- Founder: Ahmad al-Shami
- Founded: 1990
- Ideology: Zaydi Islamism Anti-Islah

Website
- Official website

= Party of Truth (Yemen) =

Zaydi Islamist political party in Yemen

The Party of Truth (حزب الحق, Hizb al-Haqq) is a Zaydi Shia Islamist political party in Yemen.

== History ==
Established by Ahmad al-Shami in 1990 in order to oppose al-Islah, the party won two seats in the House of Representatives in the 1993 elections, the first after unification. The two elected representatives were Badreddin al-Houthi and Abdullah al-Ruzami, both of whom would go on to assume prominent roles in the Houthi movement during the 2000s. However, al-Houthi and al-Ruzami soon distanced themselves from the party, which they considered "elitist and co-opted by the Saleh regime".

The 1997 elections saw the Party of Truth's vote share drop from 0.8% to 0.2%, and it lost both seats. In 2002 it joined the opposition Joint Meeting Parties (JMP) alliance. It received only 0.1% of the vote in the 2003 elections, remaining without parliamentary representation.

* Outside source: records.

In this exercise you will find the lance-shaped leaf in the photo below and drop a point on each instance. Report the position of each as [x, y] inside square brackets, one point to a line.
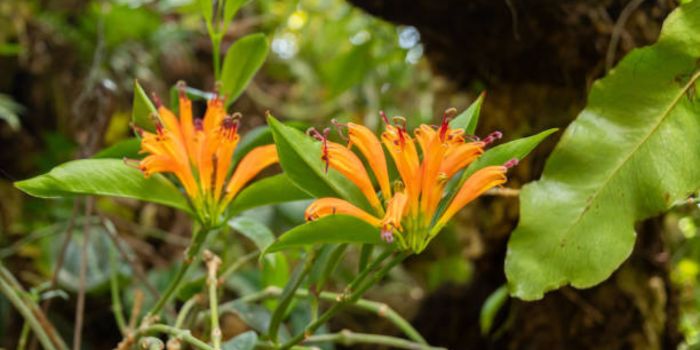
[329, 229]
[109, 177]
[629, 155]
[300, 157]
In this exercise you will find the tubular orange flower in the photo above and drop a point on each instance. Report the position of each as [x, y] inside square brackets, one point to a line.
[199, 152]
[411, 212]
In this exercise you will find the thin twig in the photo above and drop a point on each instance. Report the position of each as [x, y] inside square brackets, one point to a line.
[213, 262]
[80, 305]
[136, 267]
[617, 32]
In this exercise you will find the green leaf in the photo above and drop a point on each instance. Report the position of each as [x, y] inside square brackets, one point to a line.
[253, 230]
[243, 341]
[270, 190]
[470, 117]
[329, 229]
[242, 61]
[109, 177]
[300, 157]
[231, 7]
[142, 109]
[490, 309]
[629, 155]
[500, 154]
[128, 148]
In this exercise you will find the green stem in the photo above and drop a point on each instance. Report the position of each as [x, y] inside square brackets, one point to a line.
[185, 310]
[43, 329]
[114, 289]
[192, 252]
[288, 294]
[182, 334]
[353, 292]
[380, 309]
[348, 338]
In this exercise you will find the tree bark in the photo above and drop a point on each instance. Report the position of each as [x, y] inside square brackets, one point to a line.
[537, 60]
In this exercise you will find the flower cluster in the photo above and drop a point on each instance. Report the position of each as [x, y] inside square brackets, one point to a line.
[199, 152]
[410, 209]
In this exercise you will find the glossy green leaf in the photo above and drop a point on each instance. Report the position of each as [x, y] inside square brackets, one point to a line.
[490, 309]
[270, 190]
[242, 61]
[142, 109]
[629, 155]
[243, 341]
[300, 157]
[128, 148]
[498, 155]
[109, 177]
[516, 149]
[469, 119]
[254, 230]
[329, 229]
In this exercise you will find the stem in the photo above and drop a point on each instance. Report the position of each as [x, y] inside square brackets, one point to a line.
[216, 55]
[43, 329]
[213, 262]
[190, 255]
[80, 304]
[116, 298]
[288, 294]
[380, 309]
[348, 338]
[182, 334]
[351, 294]
[186, 308]
[238, 264]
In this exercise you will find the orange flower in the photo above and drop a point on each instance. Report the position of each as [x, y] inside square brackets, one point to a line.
[199, 152]
[410, 211]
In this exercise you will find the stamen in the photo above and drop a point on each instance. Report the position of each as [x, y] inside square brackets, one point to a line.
[387, 234]
[198, 124]
[133, 163]
[384, 117]
[137, 129]
[511, 163]
[182, 89]
[156, 100]
[339, 128]
[446, 117]
[492, 137]
[158, 124]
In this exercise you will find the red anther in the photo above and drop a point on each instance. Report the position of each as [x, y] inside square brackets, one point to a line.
[384, 117]
[198, 124]
[138, 130]
[339, 128]
[387, 234]
[492, 137]
[133, 163]
[156, 100]
[511, 163]
[182, 89]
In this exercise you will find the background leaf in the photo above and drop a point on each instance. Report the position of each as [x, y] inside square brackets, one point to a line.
[470, 117]
[110, 177]
[242, 61]
[300, 157]
[629, 155]
[270, 190]
[142, 109]
[329, 229]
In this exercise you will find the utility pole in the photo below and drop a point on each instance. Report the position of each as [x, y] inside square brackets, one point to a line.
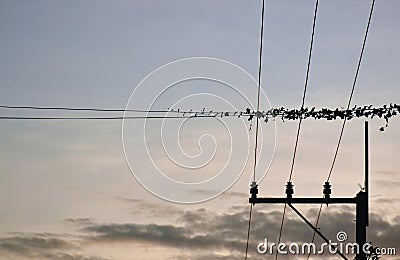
[360, 201]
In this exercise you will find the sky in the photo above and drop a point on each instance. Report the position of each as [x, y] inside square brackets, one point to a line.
[80, 189]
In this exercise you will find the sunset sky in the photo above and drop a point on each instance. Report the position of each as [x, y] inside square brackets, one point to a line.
[67, 187]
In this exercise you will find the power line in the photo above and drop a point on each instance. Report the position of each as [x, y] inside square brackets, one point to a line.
[101, 118]
[257, 119]
[301, 118]
[348, 106]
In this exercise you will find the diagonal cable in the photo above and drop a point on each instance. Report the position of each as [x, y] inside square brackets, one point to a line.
[348, 106]
[302, 107]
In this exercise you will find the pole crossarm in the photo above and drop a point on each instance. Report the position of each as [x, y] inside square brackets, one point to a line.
[303, 200]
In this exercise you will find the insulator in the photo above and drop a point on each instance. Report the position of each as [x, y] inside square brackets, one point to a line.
[327, 190]
[289, 189]
[254, 190]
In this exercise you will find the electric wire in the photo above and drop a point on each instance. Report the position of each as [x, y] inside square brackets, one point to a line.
[302, 107]
[348, 106]
[257, 118]
[101, 118]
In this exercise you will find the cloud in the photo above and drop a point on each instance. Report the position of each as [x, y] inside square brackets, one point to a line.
[40, 246]
[202, 234]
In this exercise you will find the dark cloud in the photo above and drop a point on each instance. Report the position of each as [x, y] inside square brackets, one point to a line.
[40, 246]
[203, 234]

In March 2007, the Saleh government tried to forcibly dissolve the Party of Truth, which it believed to have connections to the Houthis. Ahmad al-Shami and other party founders unilaterally sent a letter to the "Parties Affairs Committee" in which they announced the dissolution. However, this was rejected by the party leadership. The party continued operating and installed Hassan Zaid as new leader in al-Shami's place. It also remained a minor partner in the JMP as of 2008.

In November 2009, during the sixth of the Sa'dah Wars, the Houthis chose Hassan Zaid as an intermediary to negotiate with Saleh. Zaid later became the minister of youth and sports in the Houthi administration. He was shot and killed in October 2020, allegedly by a gang linked to the Saudi-led coalition.